I drank two glasses of wine while watching Julie channel Julia.

Different for me because I usually drink one glass - when I drink at all. Different because I usually don't drink at all.

Although I seem to be able to write much more when I do.

Perhaps the wine will encourage me to channel a writer. Yes, at this point, most any writer would do.

But Dorothy Parker would do best.

It took me awhile ...

.. to figure out how to sign into blogspot without going all the way around the web and back. You see, they changed the sign-in somewhere along the way - while I was on one of my many hiatuses - when they apparently became part of google; but I don't even know if that is true. I only know that when I request to sign in I am automatically taken to a sign-in page for gmail. I tried to switch my sign-in procedure to my gmail account, but I was rebuffed. Yes, rebuffed. At every turn. In frustration I entered my original yahoo sign-in address into the gmail box and wah-la! I am in.

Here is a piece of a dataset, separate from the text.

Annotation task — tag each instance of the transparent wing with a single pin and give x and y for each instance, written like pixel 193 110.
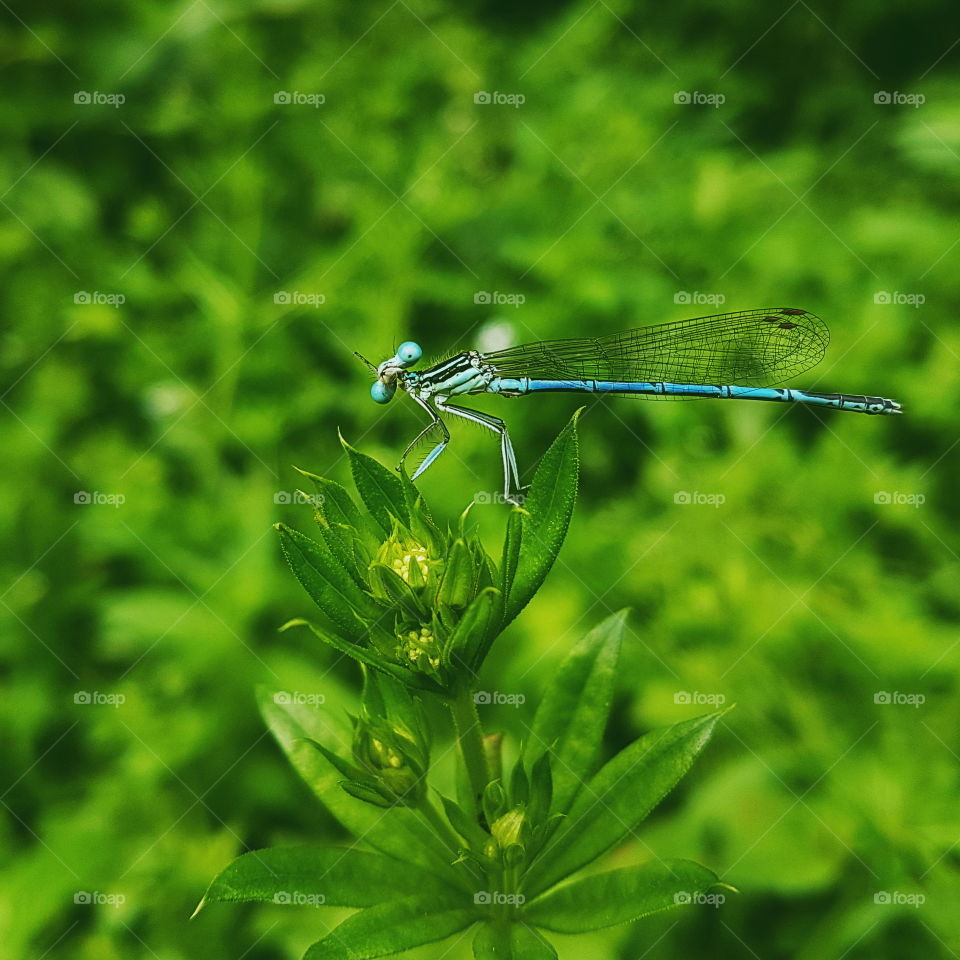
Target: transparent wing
pixel 751 348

Yes, I know that is not the French way to spell that word, but I am not French. My name is a misnomer. A direct attempt to fool the observer. Trompe l'oiel! I seriously do not believe I have even one cell of French blood in my body. I am French in name only. A poseur, as a writer friend of mine would have said some years ago - when that was his favorite word. His 'word of the day' word. That hung around for more than a day. Ad nauseum, actually. And that, I think, is Latin.

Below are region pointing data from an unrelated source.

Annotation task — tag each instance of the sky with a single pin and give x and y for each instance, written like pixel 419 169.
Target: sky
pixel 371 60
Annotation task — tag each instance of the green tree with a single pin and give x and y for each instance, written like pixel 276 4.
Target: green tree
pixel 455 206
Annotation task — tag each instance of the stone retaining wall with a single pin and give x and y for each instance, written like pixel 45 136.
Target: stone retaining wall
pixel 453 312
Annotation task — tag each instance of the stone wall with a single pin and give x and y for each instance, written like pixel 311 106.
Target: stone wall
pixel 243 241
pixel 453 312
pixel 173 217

So, this is the disclaimer. I am not French. I am many things, a collaboration of things, a veritable melting pot of things! But, mostly, I am Polish. Long o.

Mostly only because fifty percent of my genetic makeup came from a father who was 100% Polish. At least, as far as I know. Legend has it that my grandparents met on the boat coming over from the 'old country.' But that legend came from my mother who most likely heard it from my father. I met my paternal grandparents once, apparently. When I was about three months old. Part of the legend.

My mother was a lot kinder than I am. She was fond of creating legends that leant a gentleness to life that did not otherwise exist.

Are there any real legends out there? And do any of them really matter? I am not my grandparents. I am not my mother. And I am sure as hell not my father. Just as most everybody else, I am who I am. Sometimes more, sometimes less. But always, and forever, just that - who I am.

And a couple of glasses of wine make that somewhat better than it really is.

Monday, February 07, 2011

Ahhh, dysFUNctional!

Seems a woman was arrested today in southern Louisiana for assaulting her boyfriend with a frozen piece of meat.

The boyfriend told police she became angry when she went to chill her mixed drink and the glass wouldn't fit in the freezer. So she slapped him in the face with a frozen beefsteak. They booked her with aggravated battery.

What exactly does that mean? Wouldn't you have to be at least a little bit aggravated to batter somebody? And, even then, isn't aggravated a bit of an understatement?

Just one more reason for becoming vegetarian. I doubt my package of frozen broccoli would have had quite the same impact. Nor would it have made such a good story.

Although it might have been as good as the burglar who was arrested after leaving his cell phone at the scene of the robbery ...

My friend Eileen was right ... we sure know how to put the fun in dysfunctional!

Sunday, January 23, 2011

Did I Ever Tell You?

... about the time I pulled up to a drive-in window at a local fast-food establishment and ordered a large drink and the person taking the order told me she couldn't give me that because they only had small and medium?

Can somebody tell me why that isn't funny? I still recall my difficulty keeping a straight face. Truthfully, I thought at first she was deliberately making a joke, and I was momentarily impressed with her cleverness. Until I realized she was serious and had no idea why her response was funny.

After telling this story a number of times, I have yet to find anyone else who thinks it's particularly funny. Can someone please explain, why not?

For awhile I thought that would be my magic pea. Like in the story the princess and the pea, only I was looking for a prince and the pea was a fast-food story that nobody thought was funny. Except me. And, of course, the prince. Whom I haven't found, yet. Apparently.